Consider the declaration of a class that contains a lambda function or a reference to it:
#include <utility>
template <class Func>
struct Holder
{
Holder(Func && func) : m_func(std::forward<Func>(func))
{
}
Func m_func;
};
template <class Func>
auto MakeHolder(Func && func)
{
return Holder<Func>(std::forward<Func>(func));
}
In the code below h1 is equivalent to h2:
int main()
{
auto func = [](int val) { };
Holder h1 = MakeHolder(func);
Holder<decltype(func) &> h2(func);
return 0;
}
and the following code would not compile:
int main()
{
auto func = [](int val) { };
Holder<decltype(func)> h2(func);
return 0;
}
it is because func is of type const Lambda & but the constructor parameter is of type Lambda &&.

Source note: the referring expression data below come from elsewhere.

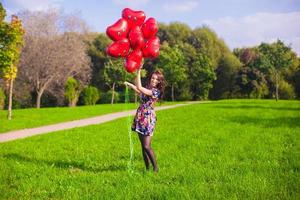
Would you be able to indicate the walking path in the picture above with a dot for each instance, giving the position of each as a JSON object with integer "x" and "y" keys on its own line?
{"x": 17, "y": 134}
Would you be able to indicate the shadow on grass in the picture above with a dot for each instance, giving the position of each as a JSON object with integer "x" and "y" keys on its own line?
{"x": 291, "y": 122}
{"x": 69, "y": 165}
{"x": 259, "y": 107}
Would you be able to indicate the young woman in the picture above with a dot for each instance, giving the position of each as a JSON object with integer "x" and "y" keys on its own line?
{"x": 145, "y": 118}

Furthermore, the following code will crash:
auto MakeCorruptedHolder()
{
const std::shared_ptr<std::string> p = std::make_shared<std::string>("abc");
auto func = [p]()
{
std::cout << "Labda with " << *p << std::endl;
};
return MakeHolder(func);
}
int main()
{
Holder h = MakeCorruptedHolder();
h.m_func();
return 0;
}
But if we replace line 10 with
return MakeHolder(std::move(func));
it stops to crash, because now Func is the value, but not the reference.
To prevent your brain from a collapse it is better to define Holder class like this:
template <class Func>
struct Holder
{
Holder(Func func) : m_func(std::move(func))
{
}
std::decay_t<Func> m_func;
};
thus it will contain the value, whatever you do with it.